Study on deodorization method of crucian carp soup;
It is very effective to remove fishy smell, and it is very effective to add a little fishy smell to Anhui specialty wax lard.
2. The easiest way is to fry the fish in the oil pan before making fish soup, which can ensure the umami taste of the fish soup and remove the fishy smell.
3. If you want to keep the fish fresh and don't want to fry it, you can drop a few drops of meat oil or sesame oil in the boiled water.
4. Another key to making fish soup is to cook it over high fire. Try not to use small or medium fire, and keep the fish soup rolling all the time. There is a folk saying that "a thousand tofu rolls ten thousand fish", and the fish can be fresh.
5. Using an octagonal wok can not only remove the fishy smell of fish, but also enhance the fragrance. Hemp oil
6. Cooking fish soup with broth instead of water is also one of the skills to make fish soup thick and white in color and fresh and mellow in taste.
7. Pleurotus eryngii and cucumber can be added to the soup, and mushrooms have the function of enhancing fragrance and refreshing.
8. When cooking frozen fish, adding some milk to the soup will make the frozen fish taste almost the same as fresh fish.

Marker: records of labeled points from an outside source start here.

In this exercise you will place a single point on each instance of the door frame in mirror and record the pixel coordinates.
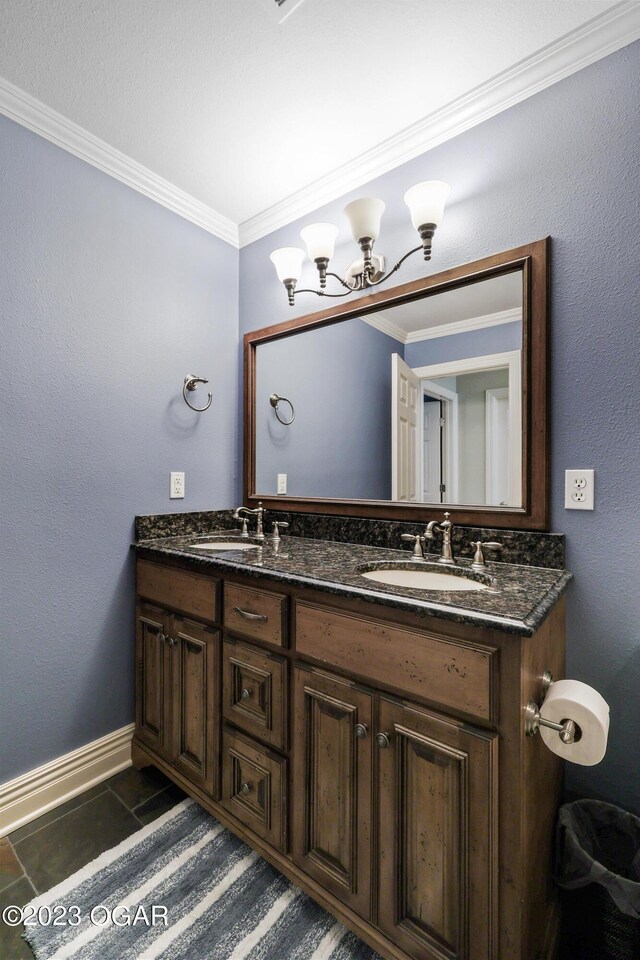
(533, 260)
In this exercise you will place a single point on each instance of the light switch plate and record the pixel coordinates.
(579, 489)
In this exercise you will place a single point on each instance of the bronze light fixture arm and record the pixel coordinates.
(426, 202)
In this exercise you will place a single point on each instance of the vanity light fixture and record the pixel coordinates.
(426, 205)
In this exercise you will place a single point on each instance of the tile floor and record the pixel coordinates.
(42, 853)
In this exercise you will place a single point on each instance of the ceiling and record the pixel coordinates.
(495, 300)
(241, 113)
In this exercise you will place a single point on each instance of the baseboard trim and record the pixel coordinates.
(40, 790)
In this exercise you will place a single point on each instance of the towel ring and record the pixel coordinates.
(191, 383)
(275, 400)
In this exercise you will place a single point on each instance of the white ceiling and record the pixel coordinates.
(240, 112)
(497, 298)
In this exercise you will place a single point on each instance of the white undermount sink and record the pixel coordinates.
(421, 579)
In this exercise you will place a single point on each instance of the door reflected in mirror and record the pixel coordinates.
(419, 402)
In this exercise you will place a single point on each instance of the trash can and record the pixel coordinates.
(597, 866)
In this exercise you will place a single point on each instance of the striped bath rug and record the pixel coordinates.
(184, 888)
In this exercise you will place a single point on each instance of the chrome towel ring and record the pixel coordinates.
(275, 401)
(191, 383)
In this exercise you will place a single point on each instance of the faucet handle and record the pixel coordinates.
(479, 562)
(418, 553)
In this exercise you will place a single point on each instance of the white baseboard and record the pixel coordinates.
(40, 790)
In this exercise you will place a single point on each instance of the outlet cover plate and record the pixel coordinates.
(579, 489)
(176, 488)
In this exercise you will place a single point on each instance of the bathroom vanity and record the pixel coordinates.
(367, 741)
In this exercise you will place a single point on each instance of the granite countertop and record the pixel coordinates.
(517, 601)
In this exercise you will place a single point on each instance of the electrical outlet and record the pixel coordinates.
(176, 490)
(579, 489)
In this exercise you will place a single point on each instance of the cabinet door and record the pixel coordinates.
(195, 702)
(437, 835)
(152, 669)
(332, 785)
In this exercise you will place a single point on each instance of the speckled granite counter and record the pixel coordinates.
(519, 599)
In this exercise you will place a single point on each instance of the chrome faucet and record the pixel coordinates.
(258, 512)
(445, 528)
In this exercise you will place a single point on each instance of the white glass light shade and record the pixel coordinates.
(320, 239)
(364, 217)
(426, 202)
(288, 262)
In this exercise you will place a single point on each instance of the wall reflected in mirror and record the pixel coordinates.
(418, 402)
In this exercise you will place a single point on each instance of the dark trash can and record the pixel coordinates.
(598, 869)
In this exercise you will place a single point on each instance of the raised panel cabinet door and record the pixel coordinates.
(437, 835)
(152, 669)
(195, 651)
(332, 785)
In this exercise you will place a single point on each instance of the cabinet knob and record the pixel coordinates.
(260, 617)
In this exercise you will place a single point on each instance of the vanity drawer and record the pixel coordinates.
(178, 589)
(254, 784)
(255, 613)
(458, 676)
(255, 691)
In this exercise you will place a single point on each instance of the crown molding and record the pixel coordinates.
(465, 326)
(599, 37)
(384, 325)
(592, 41)
(41, 119)
(381, 322)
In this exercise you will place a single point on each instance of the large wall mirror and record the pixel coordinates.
(428, 396)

9. Make fish soup with cold water, and add enough water at a time. If you add water halfway, it will dilute the flavor of the original juice.

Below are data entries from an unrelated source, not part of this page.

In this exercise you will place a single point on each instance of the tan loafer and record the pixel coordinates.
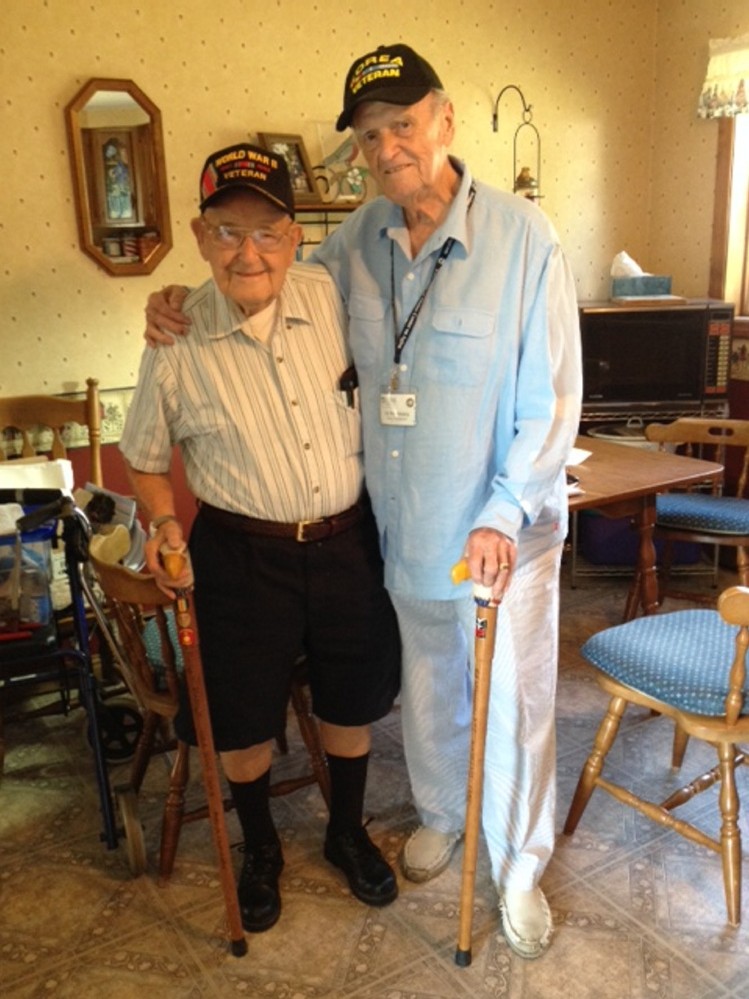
(526, 921)
(427, 853)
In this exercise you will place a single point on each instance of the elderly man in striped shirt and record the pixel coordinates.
(284, 547)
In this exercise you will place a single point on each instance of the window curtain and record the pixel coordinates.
(724, 93)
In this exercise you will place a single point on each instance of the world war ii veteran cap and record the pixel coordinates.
(246, 167)
(394, 73)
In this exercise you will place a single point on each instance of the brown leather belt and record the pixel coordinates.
(303, 531)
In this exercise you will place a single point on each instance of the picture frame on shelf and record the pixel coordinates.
(291, 148)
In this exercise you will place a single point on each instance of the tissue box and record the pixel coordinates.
(640, 287)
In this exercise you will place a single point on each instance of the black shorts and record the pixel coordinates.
(262, 602)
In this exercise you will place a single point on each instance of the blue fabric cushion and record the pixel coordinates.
(701, 512)
(682, 658)
(152, 642)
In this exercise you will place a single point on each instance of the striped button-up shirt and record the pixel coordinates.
(262, 426)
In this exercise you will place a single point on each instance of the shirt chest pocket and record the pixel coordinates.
(369, 336)
(458, 348)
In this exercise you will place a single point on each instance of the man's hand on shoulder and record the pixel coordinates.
(164, 315)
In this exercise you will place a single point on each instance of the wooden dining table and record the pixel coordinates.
(619, 480)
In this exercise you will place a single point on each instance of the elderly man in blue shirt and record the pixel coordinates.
(464, 331)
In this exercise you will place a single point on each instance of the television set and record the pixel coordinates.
(665, 357)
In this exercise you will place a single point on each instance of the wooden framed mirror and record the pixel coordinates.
(119, 176)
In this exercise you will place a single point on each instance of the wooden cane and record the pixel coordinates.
(485, 633)
(187, 631)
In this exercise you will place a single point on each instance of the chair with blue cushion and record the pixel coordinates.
(699, 517)
(689, 665)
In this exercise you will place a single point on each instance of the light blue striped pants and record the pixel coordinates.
(520, 762)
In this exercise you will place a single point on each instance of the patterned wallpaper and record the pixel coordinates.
(625, 164)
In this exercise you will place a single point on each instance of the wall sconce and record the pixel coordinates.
(525, 183)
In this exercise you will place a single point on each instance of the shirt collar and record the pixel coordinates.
(230, 319)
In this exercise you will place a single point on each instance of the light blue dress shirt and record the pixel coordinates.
(494, 360)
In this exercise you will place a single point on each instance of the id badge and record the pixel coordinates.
(397, 409)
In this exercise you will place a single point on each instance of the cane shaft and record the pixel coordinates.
(187, 631)
(486, 630)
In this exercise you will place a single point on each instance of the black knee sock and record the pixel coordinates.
(348, 778)
(252, 801)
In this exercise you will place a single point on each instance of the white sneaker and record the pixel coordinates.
(526, 921)
(427, 853)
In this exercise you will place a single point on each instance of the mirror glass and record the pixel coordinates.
(119, 176)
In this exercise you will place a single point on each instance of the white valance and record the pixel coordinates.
(724, 92)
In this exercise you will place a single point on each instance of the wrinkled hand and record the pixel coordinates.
(491, 558)
(169, 541)
(164, 315)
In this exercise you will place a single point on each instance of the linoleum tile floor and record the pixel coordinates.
(638, 911)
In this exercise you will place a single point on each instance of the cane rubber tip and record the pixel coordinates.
(239, 947)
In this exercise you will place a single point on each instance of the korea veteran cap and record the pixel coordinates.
(250, 168)
(394, 73)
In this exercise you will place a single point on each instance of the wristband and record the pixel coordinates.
(158, 522)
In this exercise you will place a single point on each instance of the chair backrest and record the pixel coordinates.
(27, 413)
(733, 606)
(131, 600)
(696, 434)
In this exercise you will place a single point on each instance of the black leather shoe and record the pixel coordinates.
(369, 875)
(259, 898)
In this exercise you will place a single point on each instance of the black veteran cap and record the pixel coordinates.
(394, 73)
(250, 168)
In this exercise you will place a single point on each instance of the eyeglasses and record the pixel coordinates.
(232, 237)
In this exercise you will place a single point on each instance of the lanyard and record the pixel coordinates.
(401, 339)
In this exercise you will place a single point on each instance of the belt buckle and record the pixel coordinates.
(300, 527)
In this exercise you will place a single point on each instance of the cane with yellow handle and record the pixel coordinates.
(187, 632)
(484, 635)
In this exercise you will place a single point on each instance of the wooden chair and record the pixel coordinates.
(147, 654)
(691, 666)
(29, 413)
(699, 517)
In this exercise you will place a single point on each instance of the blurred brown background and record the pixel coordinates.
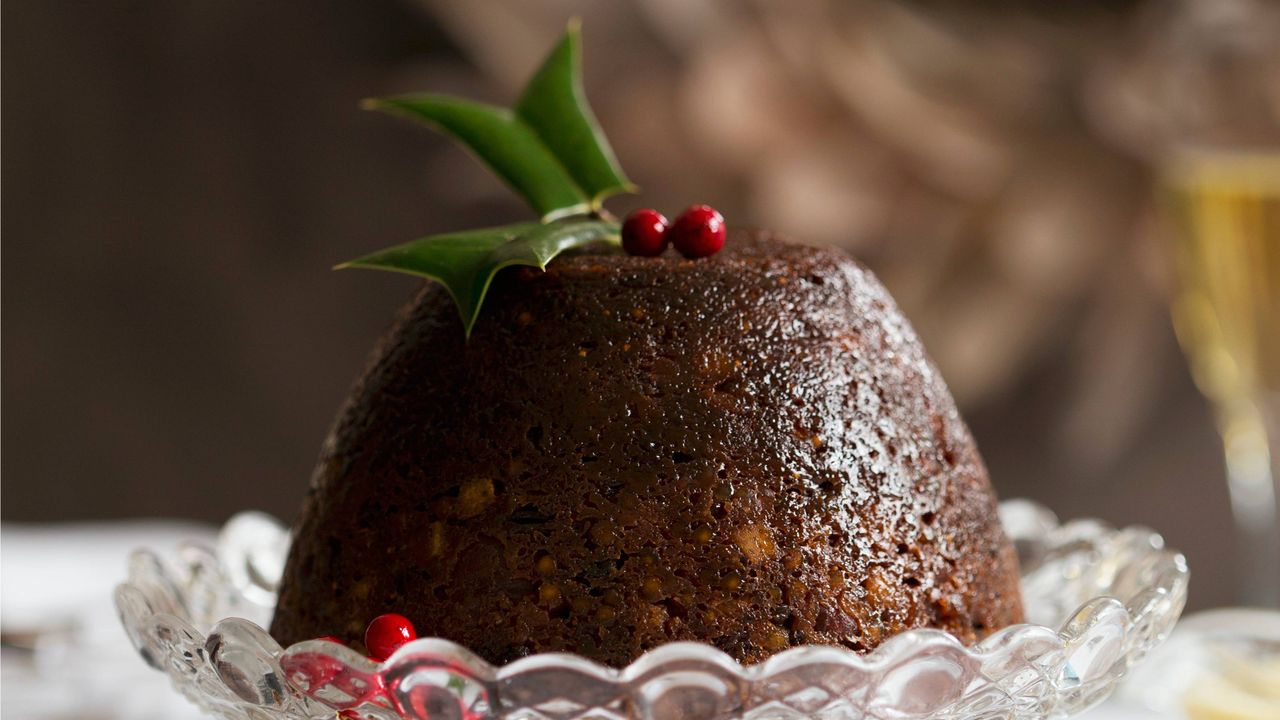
(179, 177)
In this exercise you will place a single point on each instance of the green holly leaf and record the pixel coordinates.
(554, 105)
(504, 142)
(466, 261)
(548, 149)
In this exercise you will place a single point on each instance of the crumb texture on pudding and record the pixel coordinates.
(749, 450)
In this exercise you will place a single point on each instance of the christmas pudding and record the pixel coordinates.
(568, 445)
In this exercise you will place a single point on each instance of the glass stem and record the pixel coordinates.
(1252, 477)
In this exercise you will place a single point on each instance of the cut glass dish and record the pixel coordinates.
(1096, 601)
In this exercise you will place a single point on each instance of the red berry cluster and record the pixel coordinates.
(698, 232)
(384, 636)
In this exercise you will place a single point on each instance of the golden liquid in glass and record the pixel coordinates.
(1228, 251)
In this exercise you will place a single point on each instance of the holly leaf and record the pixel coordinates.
(466, 261)
(548, 149)
(503, 142)
(554, 105)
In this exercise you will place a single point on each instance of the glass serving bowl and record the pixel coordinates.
(1096, 601)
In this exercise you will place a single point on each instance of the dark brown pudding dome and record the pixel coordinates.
(749, 450)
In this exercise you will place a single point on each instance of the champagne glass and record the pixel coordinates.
(1226, 314)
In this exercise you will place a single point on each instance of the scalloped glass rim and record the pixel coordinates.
(1097, 600)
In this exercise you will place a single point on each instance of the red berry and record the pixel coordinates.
(387, 633)
(644, 233)
(698, 232)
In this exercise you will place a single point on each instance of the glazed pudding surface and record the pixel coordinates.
(749, 450)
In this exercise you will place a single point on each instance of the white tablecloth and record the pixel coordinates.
(65, 656)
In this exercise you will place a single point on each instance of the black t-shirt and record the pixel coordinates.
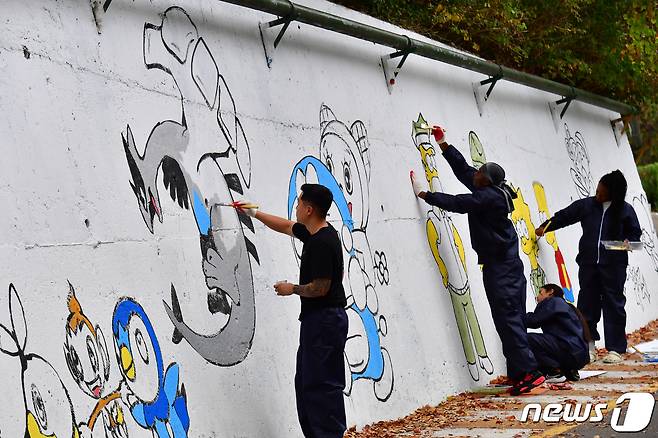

10. First, fry the fish head and tail in oil to make them golden yellow. Take out the fish head and split it in the middle with a knife, then put the soup. The essence of fish lies in its brain. Stir-fry the fish head first to avoid the loss of fish brain fluid when frying. Then put the chopped fish head into the pot and "top" the fish brain with fire, which can make the soup delicious and nutritious.